She put blue on her lips and her eyes, “I tamed my voice, I suppose.”
“How did you do that?”
“Practice. A lot of practice. Every day I did little things that made my voice better and then eventually, it got better.” She must have noticed that I looked unconvinced, "Does that not help?”
“Maybe it is not the same kind of taming.”
“Dear, I must tell you. Practice only works if you believe there will be improvement.”
I stared at her, “Everyone keeps telling me to believe. I don’t think I understand.”
She painted blue dots on her cheek bones. The more paint she added to her face, the more human she looked. I wanted to kiss her.
Her eyes met mine, “Belief is all we have around here. It’s like currency. I only know one person that has none.”
I knew him, too.
*
I knocked on his door. He opened the door, two white gloves in one hand, his top hat was crooked, his jacket unbuttoned. “Can I help you?” he flustered at me, waved me off like an annoying fly. He was clearly busy. It tickled me to see such an old man with so much energy.
“I need advice,” I stepped inside his home. It was a tent like mine only smaller.
He had dolls hanging from the ceiling. They all turned to look at me. I waved at them. They waved back.
He had rings and rope and cages full of birds and small animals. He had a giant vertical tank filled with snakes. His costumes hung on the other side, ranging from multicolored suits to feather coats to sequenced dresses.
He buttoned his jacket in front of a mirror, “I have very little time to give any good advice.”
“Then can I just ask you a question?”
He pulled his left glove on and nodded.
“Do you know what believing means?”
“I don’t believe in magic,” he folded a handkerchief and tucked it into his pocket.
“But,” I hesitated, “What does that mean?”
“Means I don’t think magic is real.”
Maybe coming to him was a mistake. “But magic is real. You just don’t want to admit it.”
“Seems like you know what believing means.”
“I don’t understand.”
“You’re out of time,” he stepped over to the entrance that I was currently guarding and gently scooted by, “it’s time for my show.”
I stopped him from leaving and fixed his top hat so that it was straight.
“Thank you,” he winked at me, then sauntered towards his adoring crowd.
“I just don’t understand.”
*
The Drake perked up when I returned. You came back, he sounded surprised.
“I will not tame you,” I said firmly.
Isn’t that your job? he scowled.
“Yes, it is,” I sat down in my spot away from the demon, “No one said I couldn’t refuse."
The Drake rolled his eyes, Everyone must do their job. It’s their job.
“What’s yours?”
To be the Untamable.
*
Polly came to check on me a few months later. I was sitting in a nook I had found among the vines. They were thick and round and soft. Like a cradle.
I was chewing on a leaf vaguely, trying to remember why I used to do that.
“The Singer and the Magician said you came to see them,” she found me in the nook and sat down on one of the wooden benches.
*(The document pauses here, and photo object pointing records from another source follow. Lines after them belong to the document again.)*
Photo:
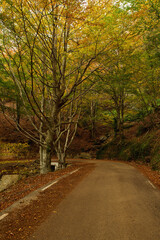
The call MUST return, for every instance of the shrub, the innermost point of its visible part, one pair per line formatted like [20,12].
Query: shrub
[17,150]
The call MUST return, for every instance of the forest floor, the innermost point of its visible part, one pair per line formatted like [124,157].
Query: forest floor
[20,223]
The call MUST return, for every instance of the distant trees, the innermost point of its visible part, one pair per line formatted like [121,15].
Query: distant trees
[48,49]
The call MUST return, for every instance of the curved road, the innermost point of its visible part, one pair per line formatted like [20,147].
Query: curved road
[114,202]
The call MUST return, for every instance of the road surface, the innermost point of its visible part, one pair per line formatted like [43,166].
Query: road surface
[114,202]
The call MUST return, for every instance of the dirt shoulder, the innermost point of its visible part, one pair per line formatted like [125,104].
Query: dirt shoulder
[20,223]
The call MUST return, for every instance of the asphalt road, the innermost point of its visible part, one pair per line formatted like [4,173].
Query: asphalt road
[114,202]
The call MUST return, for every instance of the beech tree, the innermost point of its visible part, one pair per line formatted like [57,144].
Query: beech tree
[49,48]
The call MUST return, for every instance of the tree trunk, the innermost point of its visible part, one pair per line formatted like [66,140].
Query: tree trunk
[45,160]
[45,155]
[61,160]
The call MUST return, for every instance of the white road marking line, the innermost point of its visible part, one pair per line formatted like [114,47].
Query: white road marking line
[49,186]
[74,171]
[3,216]
[151,184]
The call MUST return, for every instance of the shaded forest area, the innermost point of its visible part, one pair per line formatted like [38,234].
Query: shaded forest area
[80,79]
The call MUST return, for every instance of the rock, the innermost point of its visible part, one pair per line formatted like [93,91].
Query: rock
[8,180]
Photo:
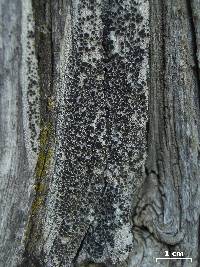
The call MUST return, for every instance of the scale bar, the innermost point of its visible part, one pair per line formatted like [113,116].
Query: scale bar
[173,259]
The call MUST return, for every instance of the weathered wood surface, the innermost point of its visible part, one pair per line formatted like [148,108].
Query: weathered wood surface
[19,124]
[91,201]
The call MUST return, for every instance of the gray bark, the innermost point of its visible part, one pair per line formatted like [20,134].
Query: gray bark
[99,131]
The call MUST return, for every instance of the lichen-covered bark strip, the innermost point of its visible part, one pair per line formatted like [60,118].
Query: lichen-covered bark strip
[169,205]
[19,116]
[101,103]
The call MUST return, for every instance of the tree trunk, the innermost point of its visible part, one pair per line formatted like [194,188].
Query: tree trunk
[99,131]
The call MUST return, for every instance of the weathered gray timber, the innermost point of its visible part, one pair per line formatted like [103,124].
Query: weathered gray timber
[19,124]
[99,130]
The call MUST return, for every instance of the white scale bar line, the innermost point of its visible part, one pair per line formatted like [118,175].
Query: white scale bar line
[173,259]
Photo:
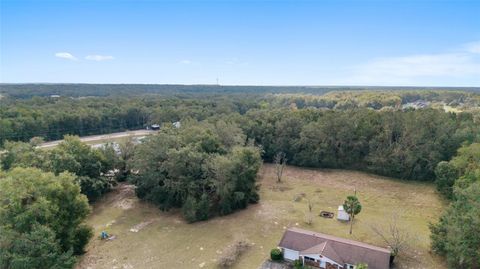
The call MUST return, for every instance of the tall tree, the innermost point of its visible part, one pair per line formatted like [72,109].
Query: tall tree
[44,214]
[353,207]
[280,162]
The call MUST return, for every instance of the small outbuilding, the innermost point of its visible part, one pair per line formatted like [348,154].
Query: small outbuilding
[342,214]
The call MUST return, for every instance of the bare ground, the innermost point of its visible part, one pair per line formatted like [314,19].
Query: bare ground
[164,240]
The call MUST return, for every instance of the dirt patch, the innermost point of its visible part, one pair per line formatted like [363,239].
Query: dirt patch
[124,197]
[142,225]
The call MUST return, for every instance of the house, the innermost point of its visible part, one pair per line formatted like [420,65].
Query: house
[330,252]
[342,214]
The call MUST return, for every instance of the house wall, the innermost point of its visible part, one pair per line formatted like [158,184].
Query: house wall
[289,254]
[323,260]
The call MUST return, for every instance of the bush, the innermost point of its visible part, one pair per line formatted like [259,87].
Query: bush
[231,253]
[297,264]
[276,254]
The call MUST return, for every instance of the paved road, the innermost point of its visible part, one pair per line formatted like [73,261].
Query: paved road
[94,138]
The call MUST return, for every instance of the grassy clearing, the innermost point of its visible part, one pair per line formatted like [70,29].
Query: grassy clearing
[164,240]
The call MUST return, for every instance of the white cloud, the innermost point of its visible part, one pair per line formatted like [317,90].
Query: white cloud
[66,55]
[423,67]
[185,62]
[473,47]
[99,58]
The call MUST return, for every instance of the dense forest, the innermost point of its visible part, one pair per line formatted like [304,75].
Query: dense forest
[208,166]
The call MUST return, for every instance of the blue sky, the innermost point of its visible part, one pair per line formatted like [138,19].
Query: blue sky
[424,43]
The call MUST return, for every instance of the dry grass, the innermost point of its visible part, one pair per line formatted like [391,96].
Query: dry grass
[230,255]
[169,242]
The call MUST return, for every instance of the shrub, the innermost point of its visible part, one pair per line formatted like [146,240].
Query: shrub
[232,252]
[297,264]
[276,254]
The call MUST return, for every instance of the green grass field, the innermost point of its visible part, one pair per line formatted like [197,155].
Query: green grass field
[163,240]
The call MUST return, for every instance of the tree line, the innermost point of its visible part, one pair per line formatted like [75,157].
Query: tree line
[209,165]
[401,144]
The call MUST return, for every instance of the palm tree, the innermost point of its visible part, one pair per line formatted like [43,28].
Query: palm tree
[352,206]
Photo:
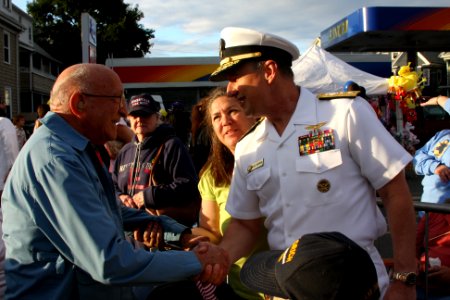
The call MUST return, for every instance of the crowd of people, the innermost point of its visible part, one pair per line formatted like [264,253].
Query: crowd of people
[277,188]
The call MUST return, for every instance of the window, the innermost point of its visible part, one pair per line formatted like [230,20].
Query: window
[8,95]
[7,4]
[6,48]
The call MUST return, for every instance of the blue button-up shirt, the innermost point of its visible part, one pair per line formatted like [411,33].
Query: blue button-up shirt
[64,234]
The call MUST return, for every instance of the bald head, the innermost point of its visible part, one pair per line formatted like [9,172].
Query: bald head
[89,98]
[87,78]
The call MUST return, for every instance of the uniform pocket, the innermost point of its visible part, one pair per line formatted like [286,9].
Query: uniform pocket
[257,178]
[320,175]
[319,162]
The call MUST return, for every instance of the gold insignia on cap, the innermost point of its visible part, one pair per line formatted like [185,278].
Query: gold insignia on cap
[323,186]
[440,148]
[236,58]
[314,127]
[222,48]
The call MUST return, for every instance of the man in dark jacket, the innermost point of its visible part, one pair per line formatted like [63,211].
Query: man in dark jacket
[155,170]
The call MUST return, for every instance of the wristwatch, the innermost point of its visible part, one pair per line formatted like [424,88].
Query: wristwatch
[408,278]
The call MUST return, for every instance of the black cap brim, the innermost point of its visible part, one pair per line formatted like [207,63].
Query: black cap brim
[258,273]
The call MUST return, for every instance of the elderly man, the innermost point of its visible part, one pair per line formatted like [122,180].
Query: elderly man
[63,226]
[312,164]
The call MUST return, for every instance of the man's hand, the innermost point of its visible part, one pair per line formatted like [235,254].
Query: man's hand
[138,200]
[443,172]
[189,240]
[127,201]
[439,277]
[215,262]
[151,236]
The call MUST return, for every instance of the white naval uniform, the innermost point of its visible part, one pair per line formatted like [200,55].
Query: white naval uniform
[282,185]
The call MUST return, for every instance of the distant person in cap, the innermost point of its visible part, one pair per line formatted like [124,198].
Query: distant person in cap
[311,165]
[432,161]
[155,171]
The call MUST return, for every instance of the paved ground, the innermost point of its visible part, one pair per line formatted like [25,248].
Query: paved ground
[384,244]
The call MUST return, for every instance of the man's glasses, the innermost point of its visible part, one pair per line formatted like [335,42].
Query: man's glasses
[121,98]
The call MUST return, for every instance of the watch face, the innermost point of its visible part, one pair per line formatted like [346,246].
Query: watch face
[411,278]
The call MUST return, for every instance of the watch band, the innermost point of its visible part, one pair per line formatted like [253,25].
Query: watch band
[408,278]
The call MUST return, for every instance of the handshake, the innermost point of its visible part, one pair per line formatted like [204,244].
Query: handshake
[215,260]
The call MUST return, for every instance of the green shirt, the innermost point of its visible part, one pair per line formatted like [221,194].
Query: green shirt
[210,192]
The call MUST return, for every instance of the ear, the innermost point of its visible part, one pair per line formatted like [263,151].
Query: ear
[76,104]
[270,70]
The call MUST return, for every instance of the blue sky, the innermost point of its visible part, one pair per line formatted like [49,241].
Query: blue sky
[192,27]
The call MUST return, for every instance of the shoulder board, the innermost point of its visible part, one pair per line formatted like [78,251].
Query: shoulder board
[253,127]
[338,95]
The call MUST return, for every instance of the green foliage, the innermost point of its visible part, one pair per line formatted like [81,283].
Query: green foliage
[57,28]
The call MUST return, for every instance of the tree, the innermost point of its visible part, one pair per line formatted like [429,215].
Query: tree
[57,28]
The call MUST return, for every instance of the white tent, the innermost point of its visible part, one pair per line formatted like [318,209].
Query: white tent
[322,72]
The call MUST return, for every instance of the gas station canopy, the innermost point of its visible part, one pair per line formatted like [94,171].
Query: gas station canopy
[390,29]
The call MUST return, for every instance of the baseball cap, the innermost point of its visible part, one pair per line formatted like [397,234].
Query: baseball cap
[241,44]
[144,104]
[325,265]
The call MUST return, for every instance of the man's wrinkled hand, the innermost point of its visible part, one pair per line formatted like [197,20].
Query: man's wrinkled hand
[443,172]
[152,235]
[215,263]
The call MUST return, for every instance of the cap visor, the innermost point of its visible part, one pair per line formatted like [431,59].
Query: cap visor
[258,273]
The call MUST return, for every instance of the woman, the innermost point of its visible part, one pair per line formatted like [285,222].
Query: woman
[227,123]
[19,123]
[155,170]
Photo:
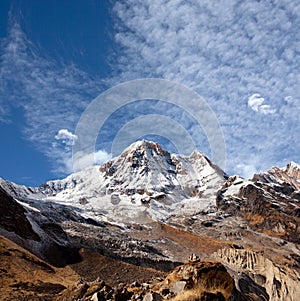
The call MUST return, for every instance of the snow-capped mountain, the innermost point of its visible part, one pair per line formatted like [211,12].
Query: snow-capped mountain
[143,180]
[152,208]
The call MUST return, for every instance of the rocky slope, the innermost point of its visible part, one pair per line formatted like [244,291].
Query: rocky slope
[148,208]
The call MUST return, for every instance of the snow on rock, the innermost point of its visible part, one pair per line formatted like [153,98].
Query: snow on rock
[144,181]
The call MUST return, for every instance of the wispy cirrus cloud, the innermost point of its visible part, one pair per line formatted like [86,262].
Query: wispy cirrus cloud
[226,51]
[51,95]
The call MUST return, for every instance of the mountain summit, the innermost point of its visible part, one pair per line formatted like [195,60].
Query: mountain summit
[151,209]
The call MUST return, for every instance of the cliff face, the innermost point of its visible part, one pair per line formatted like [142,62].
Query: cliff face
[255,274]
[149,209]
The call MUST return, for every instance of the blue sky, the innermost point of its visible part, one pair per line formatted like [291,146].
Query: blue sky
[242,57]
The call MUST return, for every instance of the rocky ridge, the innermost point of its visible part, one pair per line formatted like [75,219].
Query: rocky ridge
[150,208]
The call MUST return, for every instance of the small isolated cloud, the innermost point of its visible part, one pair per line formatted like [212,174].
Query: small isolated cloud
[83,160]
[66,137]
[266,109]
[246,170]
[255,102]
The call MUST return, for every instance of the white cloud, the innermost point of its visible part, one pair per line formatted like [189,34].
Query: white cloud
[255,101]
[267,109]
[66,137]
[83,159]
[225,51]
[51,95]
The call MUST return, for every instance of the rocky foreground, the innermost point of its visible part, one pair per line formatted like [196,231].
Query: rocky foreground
[124,231]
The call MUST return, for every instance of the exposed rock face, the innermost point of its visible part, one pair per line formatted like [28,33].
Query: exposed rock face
[270,202]
[148,208]
[193,281]
[263,277]
[13,217]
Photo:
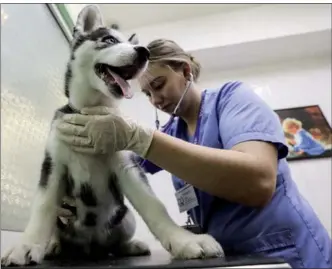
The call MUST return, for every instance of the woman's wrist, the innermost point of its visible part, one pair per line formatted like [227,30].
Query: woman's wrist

My very first audience member.
“They were very unhelpful,” I confirmed.
“That is because this is your job, not theirs,” She lit a cigarette and puffed purple smoke towards me, “You would not know how they are able to do their jobs. So they cannot help you do yours.”
“How do you decide who does what job?”
“I don’t,” she shrugged, “That is Lial’s job.”
“What is your job?”
“To be Polly.”
I stared at the vines above me, “I wish that were my job.”
“You would be terrible at it.”
“Why?”
“Because you are not Polly.”
I nodded. Something about that made sense. “Who am I, then?”
“You get to choose,” she leaned towards me, flicking her cigarette into the distance, “What would you like to be?”
“You chose for me. I am the Tamer.”
“That is just your job,” she shook her head.
“But the other two are the Magician and the Singer.”
“That’s who they chose to be.”
“I don’t want to be the Tamer.”
“You can be anyone,” she paused, “Except Polly.”
*
“I will not tame you,” I said to the Drake.
You keep saying that, he growled. In his talon, he spun the corpse toy around like a set of keys.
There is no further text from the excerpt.